Navigating the Waters: How Fish Find Their Way
Fish employ sensory mechanisms to navigate their migratory routes. One method involves olfactory cues, using their sense of smell to detect chemical signatures. Salmon, for example, imprint on the chemical composition of their natal waters as juveniles, later using this “smell map” to locate their spawning grounds as adults. This allows them to return to the rivers where they were born.
Many fish also possess a geomagnetic sense, enabling them to use Earth’s magnetic field as a navigational aid. This sense helps them maintain a consistent direction and determine their location, acting much like an internal compass and map. Salmonids use this magnetic sense for oceanic navigation and for pinpointing their return to natal areas.
Beyond these, fish may also rely on celestial cues, such as the position of the sun or patterns of polarized light, especially during migrations closer to the surface. Water currents also play a role in their navigation. While eggs, larvae, and young fish can drift passively with currents, adult fish often actively swim against the current when moving toward their breeding grounds, demonstrating directional control.
Pressures on Their Journeys
Migratory fish populations globally face pressures, with freshwater migratory species experiencing an average decline of 81% between 1970 and 2020. Habitat alteration and loss are major threats, accounting for about half of the issues impacting these species. Dams and culverts, for instance, block migration routes, preventing fish from reaching spawning and feeding grounds. The fragmentation of rivers by such barriers directly impacts population sustainability by reducing available spawning areas.
Pollution compounds these challenges, as chemical contaminants and plastic debris can impair fish health and disrupt their navigational abilities. Nutrient runoff also degrades water quality, leading to oxygen-depleted “dead zones” inhospitable to aquatic life. These environmental changes force fish to adapt or abandon traditional migration routes.

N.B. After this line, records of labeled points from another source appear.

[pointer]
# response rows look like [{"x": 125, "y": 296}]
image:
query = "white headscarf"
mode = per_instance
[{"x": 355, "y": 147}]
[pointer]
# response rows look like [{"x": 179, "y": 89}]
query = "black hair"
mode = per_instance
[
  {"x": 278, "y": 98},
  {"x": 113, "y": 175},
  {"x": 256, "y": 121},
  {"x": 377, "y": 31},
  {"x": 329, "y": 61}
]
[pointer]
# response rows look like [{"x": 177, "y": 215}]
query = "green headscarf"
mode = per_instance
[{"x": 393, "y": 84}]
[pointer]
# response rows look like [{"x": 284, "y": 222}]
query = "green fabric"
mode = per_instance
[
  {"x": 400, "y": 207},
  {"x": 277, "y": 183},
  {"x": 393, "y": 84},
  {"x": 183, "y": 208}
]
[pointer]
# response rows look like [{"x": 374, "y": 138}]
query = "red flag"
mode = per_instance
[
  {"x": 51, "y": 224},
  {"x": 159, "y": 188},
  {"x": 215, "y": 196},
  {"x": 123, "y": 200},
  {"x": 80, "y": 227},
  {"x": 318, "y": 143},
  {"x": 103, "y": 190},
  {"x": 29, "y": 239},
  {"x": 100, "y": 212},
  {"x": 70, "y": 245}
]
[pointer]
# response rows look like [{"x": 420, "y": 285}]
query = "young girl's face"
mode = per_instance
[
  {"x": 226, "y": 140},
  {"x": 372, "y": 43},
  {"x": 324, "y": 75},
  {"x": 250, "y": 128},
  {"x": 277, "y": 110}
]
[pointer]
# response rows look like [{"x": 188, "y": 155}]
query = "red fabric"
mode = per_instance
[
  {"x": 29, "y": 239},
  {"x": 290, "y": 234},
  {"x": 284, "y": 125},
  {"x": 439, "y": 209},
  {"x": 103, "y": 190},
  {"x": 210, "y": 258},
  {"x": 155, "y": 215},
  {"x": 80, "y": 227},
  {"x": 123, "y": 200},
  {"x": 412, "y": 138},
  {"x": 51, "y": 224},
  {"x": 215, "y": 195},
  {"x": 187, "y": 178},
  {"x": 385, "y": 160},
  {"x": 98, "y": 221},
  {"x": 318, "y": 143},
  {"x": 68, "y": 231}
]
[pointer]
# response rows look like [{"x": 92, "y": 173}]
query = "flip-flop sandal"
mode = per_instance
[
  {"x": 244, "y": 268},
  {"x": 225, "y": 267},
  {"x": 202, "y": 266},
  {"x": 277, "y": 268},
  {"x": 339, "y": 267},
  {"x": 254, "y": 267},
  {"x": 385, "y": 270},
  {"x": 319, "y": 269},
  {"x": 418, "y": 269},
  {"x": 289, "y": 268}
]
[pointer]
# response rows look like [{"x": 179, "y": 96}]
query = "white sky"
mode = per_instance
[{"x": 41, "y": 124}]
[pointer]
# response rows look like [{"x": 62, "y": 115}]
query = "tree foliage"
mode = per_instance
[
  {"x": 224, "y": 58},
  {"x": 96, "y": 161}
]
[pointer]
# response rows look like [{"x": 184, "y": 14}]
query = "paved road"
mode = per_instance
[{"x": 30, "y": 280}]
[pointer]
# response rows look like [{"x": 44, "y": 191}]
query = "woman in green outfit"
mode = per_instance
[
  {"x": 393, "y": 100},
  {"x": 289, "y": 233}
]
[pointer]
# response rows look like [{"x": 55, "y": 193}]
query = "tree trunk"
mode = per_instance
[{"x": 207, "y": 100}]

Climate change affects migratory patterns, primarily through rising water temperatures. Warmer waters can force fish to shift their distributions toward cooler, polar regions or deeper waters, disrupting established ecosystems. Changes in temperature can also misalign the timing of spawning with the availability of food sources, impacting reproductive success. Ocean acidification, from increased carbon dioxide absorption, can impair fish larvae development.
Overfishing is another pressure on migratory fish populations. Unsustainable fishing practices deplete fish stocks, and the removal of older, more experienced fish can disrupt the collective knowledge and migratory patterns within schools. These combined pressures threaten the survival of these species, as well as the food security and livelihoods of millions worldwide.